El camino se tornaba más tortuoso. Las paredes rocosas cambiaron de aspecto.
Johnny se detenía con frecuencia para examinar las formaciones. Monk escudriñaba todos los huecos que veía, con la esperanza de hallar una salida.
—Hay alguna salida por aquí —declaró Doc—. Y no muy lejos.
—¿Cómo lo sabe? —inquirió la princesa Atacopa.
Doc señaló la llama de su antorcha, que mostraba con claridad la existencia de una corriente de aire.
Johnny se quedó rezagado, aunque sin perderles de vista. Pensó que en la oscuridad quizá descubriría más pronto alguna salida.
Monk se adelantó por la misma razón. El velludo antropoide confiaba en su habilidad para avanzar sobre terreno desconocido.
Doc también se interesaba por la formación de la roca por donde pasaban.
Le llamó la atención una tierra de un color gris amarillento. Rascando un poco de ello, lo quemó a la llama de la antorcha. Era un depósito de sulfuro.
—Sulfuro —explicó en voz alta.
Pero esto no presentaba ninguna solución al apuro en que se encontraban.
Llegaron pronto a una caverna lateral. La formación era casi de cal pura.
Mientras esperaban, Johnny penetró en la caverna a explorarla.

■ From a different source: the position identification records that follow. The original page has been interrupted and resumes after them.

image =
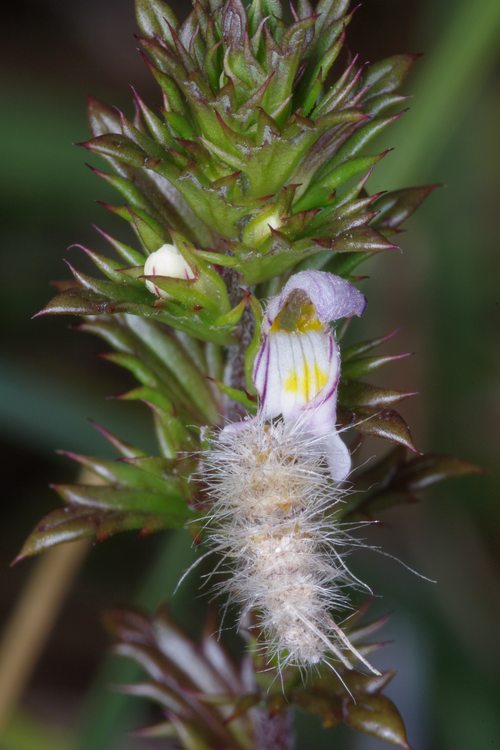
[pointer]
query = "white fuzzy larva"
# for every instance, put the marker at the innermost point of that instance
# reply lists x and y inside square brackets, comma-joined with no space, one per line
[273,518]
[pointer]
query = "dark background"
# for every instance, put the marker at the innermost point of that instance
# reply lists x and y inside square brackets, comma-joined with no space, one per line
[442,293]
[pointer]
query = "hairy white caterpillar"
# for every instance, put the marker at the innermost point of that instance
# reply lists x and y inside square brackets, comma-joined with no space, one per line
[274,519]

Transcurrieron diez minutos.
Johnny regresó, al fin, moviendo la cabeza.
—No tenemos suerte —exclamó, encogiéndose de hombros.
Llevaba en la mano una sustancia blanca y cristalina.
Doc la miró. —Déjame examinarla, Johnny—dijo.
Su compañero se la entregó.
Doc la tocó con la punta de la lengua. Tenía un gusto salino.
—Salitre —anunció—. Bastante puro. —No comprendo —murmuró Johnny.
Doc recitó una fórmula. —¡Salitre, carbón vegetal y sulfuro! —exclamó—.
Ya observé hace rato el sulfuro. Podemos quemar leña y conseguir carbón. ¿Qué se obtiene de todo ello?
Johnny replicó: —¡Pólvora!
En el momento de proferir la exclamación, tuvieron otro motivo de alegría.
Monk exploraba delante, y le oyeron gritar: —¡Veo un agujero!
La abertura encontrada por Monk resultó ser una grieta en la roca sólida, de regular tamaño.
La luz del sol penetraba en el interior.
Doc, la princesa, Johnny y Monk, se acercaron. Vieron unos escalones toscos, prueba de que los antiguos mayas conocían aquella salida.
Surgieron al exterior con gran cautela.
Se hallaban en un saliente. Arriba, a ambos lados, y abajo, vieron un paredón vertical de roca.
Pero tras un detenido examen distinguieron una serie de escalones conduciendo hacia la parte inferior del paredón.